Do Presidente habituamo-nos a ouvir que avisara. Não fazia nem dizia nada, mas vinha sempre dizer que bem avisara. Sempre vinha dizer que tinha alertado para todas estas desgraças que não têm parado de nos castigar, se bem que ninguém, depois, se lembrasse de quando nem como. Pensava ele que lhe seria reconhecido algum mérito por esses avisos, esquecendo-se que lhe não era apenas exigido que avisasse – tendo-o feito ou não. Exigia-se-lhe que evitasse – que interviesse de forma a evitar que acontecesse o que supostamente avisava vir aí. Percebeu isso, e desta vez já não veio dizer que avisou.
Poderá dizer-se que o passo não foi grande. O que agora veio reconhecer e denunciar já há muito foi reconhecido e denunciado por quase toda a gente. Há muito que muitos dizem que o país está lançado numa espiral recessiva criada pelo ciclo vicioso da austeridade. E, depois da constatação da execução orçamental do ano que agora acabou, todos o constataram.
Disse, tarde e a más horas, o que já todos sabíamos. E sem daí tirar quaisquer consequências!
Porque as eleições ocorreram há apenas ano e meio, e porque o programa da troika está legitimado por 90% dos deputados eleitos, rejeita qualquer ideia de antecipar eleições.
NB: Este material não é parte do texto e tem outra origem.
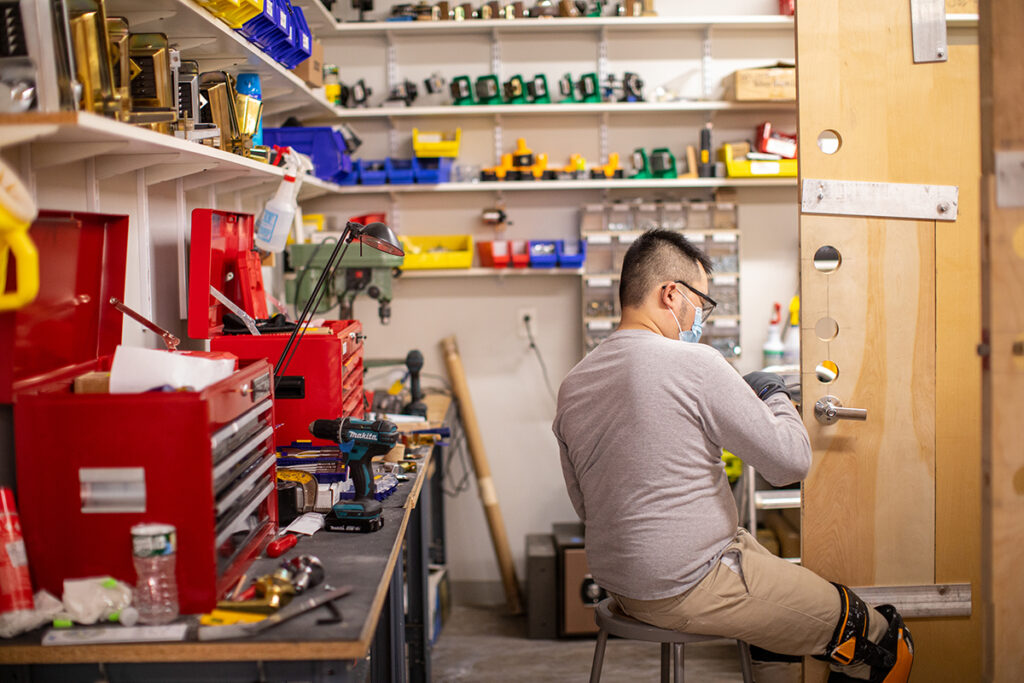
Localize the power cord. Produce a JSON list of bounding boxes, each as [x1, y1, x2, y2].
[[522, 313, 558, 402]]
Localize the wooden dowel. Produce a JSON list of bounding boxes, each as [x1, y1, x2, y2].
[[441, 337, 522, 614]]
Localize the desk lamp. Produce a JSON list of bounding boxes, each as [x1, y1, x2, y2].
[[273, 221, 406, 390]]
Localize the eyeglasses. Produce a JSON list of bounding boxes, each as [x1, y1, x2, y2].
[[672, 280, 718, 322]]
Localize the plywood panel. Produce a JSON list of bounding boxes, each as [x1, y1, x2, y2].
[[797, 0, 981, 681], [981, 0, 1024, 683], [802, 216, 935, 586]]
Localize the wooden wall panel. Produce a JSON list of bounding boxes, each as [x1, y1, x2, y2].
[[797, 0, 982, 681], [801, 216, 935, 586], [980, 0, 1024, 683]]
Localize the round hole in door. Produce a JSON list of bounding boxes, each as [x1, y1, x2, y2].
[[818, 129, 843, 155], [814, 245, 843, 273], [814, 317, 839, 341], [814, 360, 839, 384]]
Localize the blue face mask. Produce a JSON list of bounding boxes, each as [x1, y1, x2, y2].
[[669, 297, 703, 344]]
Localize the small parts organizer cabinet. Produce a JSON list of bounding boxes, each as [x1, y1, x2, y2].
[[580, 200, 740, 358], [0, 211, 278, 613]]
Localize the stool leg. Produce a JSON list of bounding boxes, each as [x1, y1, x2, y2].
[[736, 640, 754, 683], [672, 643, 686, 683], [590, 629, 608, 683]]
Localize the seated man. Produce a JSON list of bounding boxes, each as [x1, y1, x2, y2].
[[553, 229, 913, 683]]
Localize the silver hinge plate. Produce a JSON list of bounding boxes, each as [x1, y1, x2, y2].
[[910, 0, 949, 63], [801, 178, 959, 220], [995, 151, 1024, 209], [852, 584, 971, 618]]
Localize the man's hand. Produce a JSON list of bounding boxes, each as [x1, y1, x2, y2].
[[743, 372, 793, 400]]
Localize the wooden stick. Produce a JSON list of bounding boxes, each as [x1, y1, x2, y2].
[[441, 336, 522, 614]]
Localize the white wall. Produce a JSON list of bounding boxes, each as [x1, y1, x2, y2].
[[303, 0, 799, 600]]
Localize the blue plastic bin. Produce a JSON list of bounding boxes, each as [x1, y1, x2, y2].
[[355, 159, 387, 185], [241, 0, 288, 54], [239, 0, 278, 45], [413, 157, 455, 183], [384, 157, 413, 185], [263, 126, 352, 182], [529, 240, 561, 268], [278, 5, 313, 69], [555, 240, 587, 268], [263, 0, 295, 63]]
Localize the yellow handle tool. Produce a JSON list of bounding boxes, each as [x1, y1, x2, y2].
[[0, 161, 39, 311]]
Porque diz rejeitar qualquer cenário de crise política, exclui qualquer tipo de iniciativa em termos de alternativa de governo.
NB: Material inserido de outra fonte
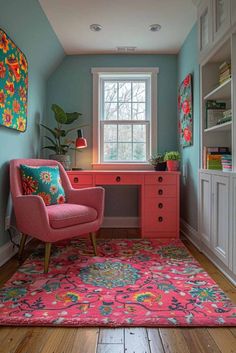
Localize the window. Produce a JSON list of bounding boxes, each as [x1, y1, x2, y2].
[[92, 68, 158, 168]]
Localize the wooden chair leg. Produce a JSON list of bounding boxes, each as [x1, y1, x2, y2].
[[44, 243, 52, 273], [18, 234, 27, 260], [90, 232, 98, 256]]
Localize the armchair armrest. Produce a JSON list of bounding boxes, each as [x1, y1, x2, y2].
[[67, 186, 105, 218], [14, 195, 50, 240]]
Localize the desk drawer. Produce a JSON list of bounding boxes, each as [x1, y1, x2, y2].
[[144, 185, 177, 199], [95, 173, 143, 185], [68, 174, 93, 187], [145, 197, 177, 215], [145, 173, 177, 185], [144, 211, 177, 232]]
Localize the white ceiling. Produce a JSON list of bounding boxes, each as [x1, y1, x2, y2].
[[39, 0, 196, 55]]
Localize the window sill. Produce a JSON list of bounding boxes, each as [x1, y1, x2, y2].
[[92, 163, 153, 170]]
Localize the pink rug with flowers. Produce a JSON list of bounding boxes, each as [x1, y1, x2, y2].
[[0, 239, 236, 327]]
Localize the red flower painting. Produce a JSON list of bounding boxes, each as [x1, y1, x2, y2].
[[178, 74, 193, 147], [0, 29, 28, 132]]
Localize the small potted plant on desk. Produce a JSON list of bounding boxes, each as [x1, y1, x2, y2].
[[41, 104, 85, 170], [164, 151, 180, 172], [149, 153, 166, 171]]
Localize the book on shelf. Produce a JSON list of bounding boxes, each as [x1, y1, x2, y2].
[[206, 100, 226, 110], [203, 146, 230, 169]]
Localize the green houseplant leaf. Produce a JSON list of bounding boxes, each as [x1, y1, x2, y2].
[[51, 104, 67, 124], [40, 124, 57, 138], [64, 112, 82, 124]]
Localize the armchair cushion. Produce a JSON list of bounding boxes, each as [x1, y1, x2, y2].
[[47, 203, 98, 229], [20, 164, 65, 206]]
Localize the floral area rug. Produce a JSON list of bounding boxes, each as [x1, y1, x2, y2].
[[0, 239, 236, 327]]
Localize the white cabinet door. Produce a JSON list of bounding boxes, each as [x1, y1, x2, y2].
[[231, 0, 236, 25], [199, 173, 212, 247], [212, 0, 230, 44], [230, 178, 236, 274], [198, 0, 212, 58], [212, 175, 230, 266]]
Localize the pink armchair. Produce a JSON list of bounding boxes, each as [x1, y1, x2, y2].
[[10, 159, 104, 273]]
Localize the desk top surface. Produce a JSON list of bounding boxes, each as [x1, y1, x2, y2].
[[67, 169, 180, 175]]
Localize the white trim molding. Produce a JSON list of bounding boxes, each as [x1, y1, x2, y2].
[[91, 67, 159, 169], [102, 217, 139, 228]]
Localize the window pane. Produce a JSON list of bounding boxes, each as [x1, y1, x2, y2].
[[133, 143, 146, 161], [104, 125, 117, 142], [104, 143, 117, 161], [118, 143, 132, 161], [104, 103, 117, 120], [104, 81, 117, 102], [118, 125, 132, 142], [119, 82, 131, 102], [133, 82, 146, 102], [119, 103, 131, 120], [133, 125, 146, 142], [133, 103, 146, 120]]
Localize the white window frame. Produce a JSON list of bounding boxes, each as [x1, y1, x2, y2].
[[91, 67, 159, 169]]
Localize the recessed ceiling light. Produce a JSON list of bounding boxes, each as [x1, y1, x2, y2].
[[89, 23, 102, 32], [148, 23, 161, 32], [116, 47, 137, 53]]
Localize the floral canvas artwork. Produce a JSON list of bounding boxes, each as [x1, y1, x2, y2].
[[0, 29, 28, 132], [178, 74, 193, 147]]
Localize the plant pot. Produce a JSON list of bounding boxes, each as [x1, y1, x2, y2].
[[49, 154, 71, 170], [167, 160, 179, 172], [154, 162, 166, 171]]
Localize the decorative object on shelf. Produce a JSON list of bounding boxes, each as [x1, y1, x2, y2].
[[164, 151, 180, 172], [41, 104, 85, 170], [206, 100, 226, 129], [178, 74, 193, 147], [203, 146, 230, 170], [149, 153, 166, 171], [0, 29, 28, 132], [72, 129, 87, 170]]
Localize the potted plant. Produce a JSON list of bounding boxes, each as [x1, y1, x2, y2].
[[164, 151, 180, 171], [149, 153, 166, 171], [41, 104, 82, 170]]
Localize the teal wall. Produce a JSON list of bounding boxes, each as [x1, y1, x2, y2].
[[47, 55, 177, 168], [0, 0, 64, 246], [47, 55, 177, 217], [178, 25, 200, 230]]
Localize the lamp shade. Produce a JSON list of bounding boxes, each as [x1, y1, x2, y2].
[[75, 129, 87, 148]]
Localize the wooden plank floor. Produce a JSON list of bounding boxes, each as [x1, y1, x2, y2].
[[0, 229, 236, 353]]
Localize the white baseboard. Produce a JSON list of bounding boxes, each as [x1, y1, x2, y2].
[[180, 219, 236, 285], [102, 217, 139, 228]]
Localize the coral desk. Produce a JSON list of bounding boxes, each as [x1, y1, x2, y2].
[[67, 170, 180, 238]]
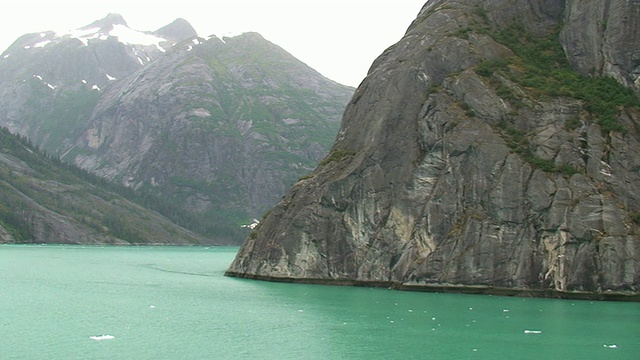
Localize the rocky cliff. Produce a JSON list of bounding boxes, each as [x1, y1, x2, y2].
[[0, 14, 353, 243], [227, 0, 640, 300], [0, 128, 214, 245]]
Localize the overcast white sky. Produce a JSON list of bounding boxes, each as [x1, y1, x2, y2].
[[0, 0, 427, 87]]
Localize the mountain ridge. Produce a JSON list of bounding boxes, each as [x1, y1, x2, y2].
[[0, 14, 353, 242], [226, 0, 640, 301]]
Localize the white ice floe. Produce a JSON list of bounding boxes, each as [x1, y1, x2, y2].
[[89, 335, 116, 341], [241, 219, 260, 230], [56, 24, 166, 52]]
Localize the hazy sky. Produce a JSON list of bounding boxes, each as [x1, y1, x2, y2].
[[0, 0, 427, 87]]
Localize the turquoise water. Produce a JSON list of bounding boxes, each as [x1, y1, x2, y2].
[[0, 245, 640, 359]]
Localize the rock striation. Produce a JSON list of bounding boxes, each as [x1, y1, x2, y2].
[[226, 0, 640, 300]]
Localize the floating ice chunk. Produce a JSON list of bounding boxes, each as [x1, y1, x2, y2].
[[89, 335, 116, 341]]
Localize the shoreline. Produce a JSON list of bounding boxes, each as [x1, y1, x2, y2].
[[224, 271, 640, 302]]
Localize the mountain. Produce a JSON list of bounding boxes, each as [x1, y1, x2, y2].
[[0, 14, 353, 243], [0, 128, 218, 245], [0, 14, 190, 153], [227, 0, 640, 300]]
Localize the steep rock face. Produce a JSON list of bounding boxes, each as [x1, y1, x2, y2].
[[562, 0, 640, 94], [0, 14, 189, 150], [227, 0, 640, 298], [0, 14, 353, 243]]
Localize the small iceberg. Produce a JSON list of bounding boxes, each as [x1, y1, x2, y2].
[[89, 335, 116, 341]]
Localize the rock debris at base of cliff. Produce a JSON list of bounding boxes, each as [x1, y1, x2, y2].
[[227, 0, 640, 300]]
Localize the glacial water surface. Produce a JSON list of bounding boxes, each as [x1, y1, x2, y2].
[[0, 245, 640, 360]]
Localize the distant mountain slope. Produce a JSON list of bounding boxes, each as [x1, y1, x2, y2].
[[228, 0, 640, 301], [0, 14, 354, 242], [0, 128, 216, 245]]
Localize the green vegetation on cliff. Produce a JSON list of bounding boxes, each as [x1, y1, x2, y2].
[[0, 128, 210, 244], [476, 25, 640, 133]]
Quer dizer, Presidente da República vem dizer-nos que o governo fez asneira mas que tudo se resolve com um puxão de orelhas. O presidente, que está obrigado a cumprir e fazer cumprir a Constituição, pretende que achemos que o governo que sucessivamente lhe entrega para promulgação orçamentos de cuja constitucionalidade duvida, passará a governar em estrito respeito pela lei geral do país. Que o governo que erra todas as previsões económicas passa a acertá-las. Que o governo que falha todas as execuções orçamentais passa a cumprir todos os objectivos que estabelece no orçamento. Que o governo que esgotou o mercado interno, lançando na falência milhares de empresas e no desemprego centenas de milhar de pessoas, passa de repente a encontrar medidas de desenvolvimento e crescimento económico!
As expectativas que este Presidente da República suscita são tão baixas que bastou-lhe dizer o óbvio, o que já todos constataram e perceberam, e deixar tudo na mesma, para que chovessem aplausos de todos os lados.